Alle elementen komen samen bij het gebouwenpaspoort, dat onder andere losmaakbaarheid, een duurzaamheidslabel en CO2-footprint en LCA’s in zich heeft. “Een materialenpaspoort is niet genoeg. Alleen met een integraal gebouwenpaspoort kom je tot een doordacht ontwerp voor circulariteit.” Van Remmen onderstreepte het belang van data hierin, zoals ook Emanuel eerder aangaf. “Om de juiste keuzes te maken, moet je overzicht en inzicht hebben. Wij lopen ertegenaan dat veel leveranciers en producenten niet hun Levenscyclusanalyses (LCA) op orde hebben.”
Integraal voortraject
Dat is belangrijk, want bij een MilieuPrestatie Gebouwen-berekening (MPG) wordt geput uit de Nationale MilieuDatabase (NMD), waarin je informatie over milieu-impact vindt. “Als ontwerper wil je inzicht krijgen in wat het betekent als je bepaalde materialen en producten toepast in je gebouw. Maar dan moet de informatie wel compleet zijn en moeten zoveel mogelijk producten geregistreerd staan.”

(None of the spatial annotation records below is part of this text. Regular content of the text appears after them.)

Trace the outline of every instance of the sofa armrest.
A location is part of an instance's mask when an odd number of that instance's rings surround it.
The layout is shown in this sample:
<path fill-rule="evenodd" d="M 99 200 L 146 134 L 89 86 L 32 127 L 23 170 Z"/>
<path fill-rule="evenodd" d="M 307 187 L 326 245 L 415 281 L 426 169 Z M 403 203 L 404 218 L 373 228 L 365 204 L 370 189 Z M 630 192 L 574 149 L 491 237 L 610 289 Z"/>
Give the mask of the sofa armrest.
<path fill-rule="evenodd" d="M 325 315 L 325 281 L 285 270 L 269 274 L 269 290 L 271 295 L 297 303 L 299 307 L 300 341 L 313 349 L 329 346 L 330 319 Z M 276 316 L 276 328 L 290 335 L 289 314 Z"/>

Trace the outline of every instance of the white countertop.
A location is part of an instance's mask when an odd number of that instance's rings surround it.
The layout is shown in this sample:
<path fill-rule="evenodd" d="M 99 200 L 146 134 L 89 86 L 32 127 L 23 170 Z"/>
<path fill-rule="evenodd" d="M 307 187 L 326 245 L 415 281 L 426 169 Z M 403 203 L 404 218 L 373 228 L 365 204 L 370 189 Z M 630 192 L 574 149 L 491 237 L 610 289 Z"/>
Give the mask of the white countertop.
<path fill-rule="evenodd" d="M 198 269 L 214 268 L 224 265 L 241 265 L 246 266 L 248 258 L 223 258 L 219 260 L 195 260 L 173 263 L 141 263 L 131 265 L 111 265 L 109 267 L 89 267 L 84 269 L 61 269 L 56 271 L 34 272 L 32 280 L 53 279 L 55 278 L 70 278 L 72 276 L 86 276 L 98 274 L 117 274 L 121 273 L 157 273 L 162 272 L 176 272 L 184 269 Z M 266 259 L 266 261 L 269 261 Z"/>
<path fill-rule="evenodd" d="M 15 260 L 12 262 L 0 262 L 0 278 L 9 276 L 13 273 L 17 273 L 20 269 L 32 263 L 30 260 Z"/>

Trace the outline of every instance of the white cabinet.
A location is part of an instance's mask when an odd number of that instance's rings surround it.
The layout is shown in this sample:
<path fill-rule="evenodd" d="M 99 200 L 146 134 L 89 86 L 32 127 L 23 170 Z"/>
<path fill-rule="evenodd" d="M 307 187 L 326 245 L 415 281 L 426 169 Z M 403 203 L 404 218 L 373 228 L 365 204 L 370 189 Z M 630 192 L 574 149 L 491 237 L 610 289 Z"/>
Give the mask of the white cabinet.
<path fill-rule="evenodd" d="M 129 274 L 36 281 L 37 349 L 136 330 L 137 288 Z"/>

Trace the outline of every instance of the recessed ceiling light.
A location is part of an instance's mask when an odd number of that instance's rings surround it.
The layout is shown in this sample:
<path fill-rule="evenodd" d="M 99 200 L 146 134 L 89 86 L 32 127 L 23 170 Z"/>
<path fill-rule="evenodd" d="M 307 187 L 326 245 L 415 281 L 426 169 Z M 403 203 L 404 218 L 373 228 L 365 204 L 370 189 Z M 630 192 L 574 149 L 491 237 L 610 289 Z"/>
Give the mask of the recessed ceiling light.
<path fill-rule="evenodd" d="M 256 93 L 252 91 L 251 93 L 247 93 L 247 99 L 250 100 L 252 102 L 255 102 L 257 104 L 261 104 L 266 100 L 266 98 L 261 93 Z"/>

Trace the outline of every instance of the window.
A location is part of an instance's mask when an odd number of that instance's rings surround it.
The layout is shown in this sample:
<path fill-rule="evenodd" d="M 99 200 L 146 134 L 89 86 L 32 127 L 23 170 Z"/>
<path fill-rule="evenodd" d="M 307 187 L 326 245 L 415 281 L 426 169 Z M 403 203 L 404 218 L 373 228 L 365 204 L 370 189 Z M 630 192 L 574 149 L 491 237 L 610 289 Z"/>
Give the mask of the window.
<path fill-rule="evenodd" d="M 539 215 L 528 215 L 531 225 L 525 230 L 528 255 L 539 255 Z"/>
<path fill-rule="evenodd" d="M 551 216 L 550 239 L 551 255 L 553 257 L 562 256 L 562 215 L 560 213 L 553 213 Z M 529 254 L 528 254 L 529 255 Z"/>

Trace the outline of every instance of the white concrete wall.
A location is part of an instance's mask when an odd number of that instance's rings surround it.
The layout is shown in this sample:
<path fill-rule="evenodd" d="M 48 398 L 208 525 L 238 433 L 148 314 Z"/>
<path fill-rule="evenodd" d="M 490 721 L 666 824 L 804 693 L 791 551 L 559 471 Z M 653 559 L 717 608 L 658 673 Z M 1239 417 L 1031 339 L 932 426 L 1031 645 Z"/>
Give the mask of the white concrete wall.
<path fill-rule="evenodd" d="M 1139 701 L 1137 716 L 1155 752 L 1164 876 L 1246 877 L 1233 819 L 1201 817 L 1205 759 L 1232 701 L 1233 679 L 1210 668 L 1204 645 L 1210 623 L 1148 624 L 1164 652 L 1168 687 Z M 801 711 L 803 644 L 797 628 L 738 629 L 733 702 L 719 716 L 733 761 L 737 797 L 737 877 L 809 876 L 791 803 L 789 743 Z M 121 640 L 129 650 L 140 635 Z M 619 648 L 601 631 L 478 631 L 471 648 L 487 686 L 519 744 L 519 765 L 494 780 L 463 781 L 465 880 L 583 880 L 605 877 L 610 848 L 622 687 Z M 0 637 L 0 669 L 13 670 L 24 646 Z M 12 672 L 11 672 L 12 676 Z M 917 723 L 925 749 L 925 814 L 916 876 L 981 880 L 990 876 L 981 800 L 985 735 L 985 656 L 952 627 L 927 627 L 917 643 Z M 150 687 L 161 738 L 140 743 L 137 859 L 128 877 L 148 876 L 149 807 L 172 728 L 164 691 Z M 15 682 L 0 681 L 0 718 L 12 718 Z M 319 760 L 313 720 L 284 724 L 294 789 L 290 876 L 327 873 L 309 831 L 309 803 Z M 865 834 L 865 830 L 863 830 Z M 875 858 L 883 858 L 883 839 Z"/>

Hoe je het voortraject vormgeeft is volgens Van Remmen bepalend voor een goed en bruikbaar paspoort. “Pak je het op de traditionele manier aan, dan sluiten steeds meer partijen zich aan gedurende het bouwproces. De architect, constructeur en adviseur kunnen daardoor relatief laat aansluiten. Bij een integraal proces zitten vanaf de start alle partijen aan tafel en denkt iedereen mee, bijvoorbeeld in de vorm van een bouwteam. Dan stel je vroegtijdig de duurzaamheid- en circulariteitsdoelstellingen vast. Dit leidt tot een beter ontwerp en of het duurder is, is discutabel.”